# Happy Birthday Max..One year old!!



## ponyfarm (Apr 11, 2010)

Max was born on Valentines' Day..I suppose that is why he is so sweet! 
I researched, mulled over breeders, and bloodlines for two years before I jumped in with all four feet and added Max to my life.

We have so much fun together every day! He is just about perfect in every way, except I really doubt he can pass the CGC due to his whining during the supervised separation! lol! He just loves me that much!!

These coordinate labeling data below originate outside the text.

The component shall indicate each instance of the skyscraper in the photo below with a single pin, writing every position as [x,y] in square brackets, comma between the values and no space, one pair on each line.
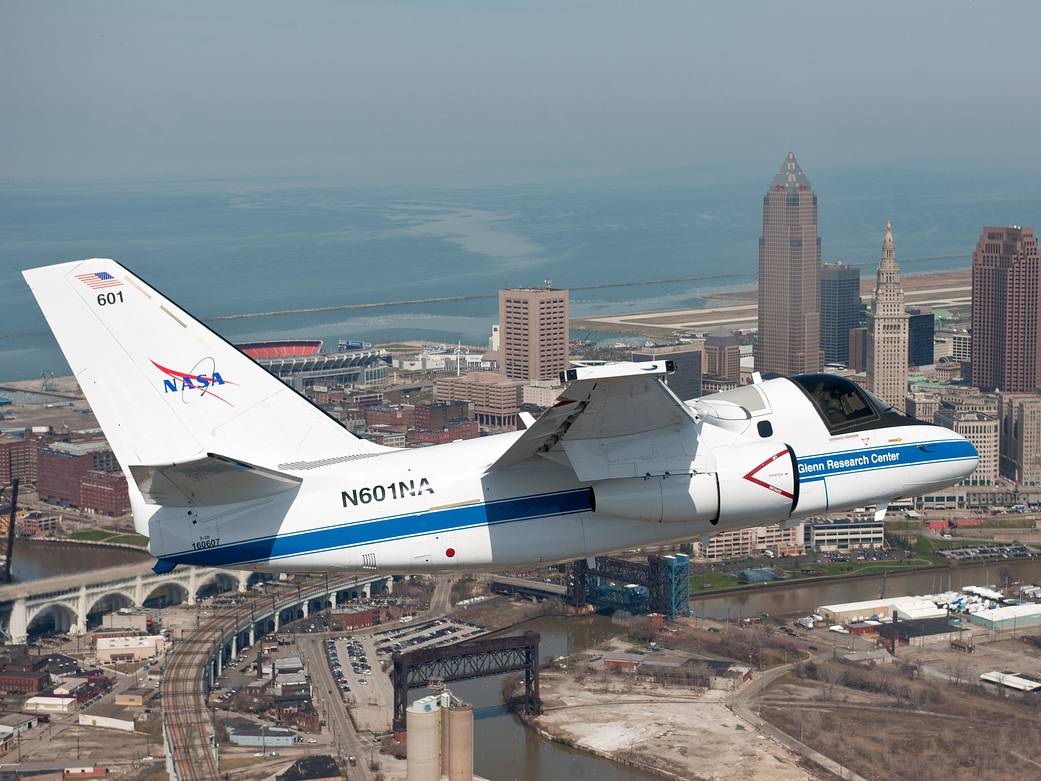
[689,361]
[722,355]
[1006,310]
[921,331]
[533,332]
[887,331]
[789,276]
[839,309]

Here is a baby picture with his collie brother, Tim, and today, looking all manly and grown up!:wub:


----------



## mandiah89 (Jan 18, 2013)

Happy bday max... what a handsome little devil


----------



## Shade (Feb 20, 2012)

Happy birthday handsome :birthday:


----------



## Bear GSD (Apr 12, 2012)

Happy Belated Birthday sweet Max! :birthday:


----------



## Kyle2 (Feb 26, 2013)

Happy Birthday max... Its Beautiful dog...


----------



## professionaldogtraining (Jan 29, 2013)

happy birthday so awsome


----------



## RebelGSD (Mar 20, 2008)

Happy birthday gorgeous!


----------



## Courtney (Feb 12, 2010)

I'm a little late Max, but hope you had an outstanding b-day handsome guy


----------



## GatorDog (Aug 17, 2011)

Happy belated birthday handsome!!


----------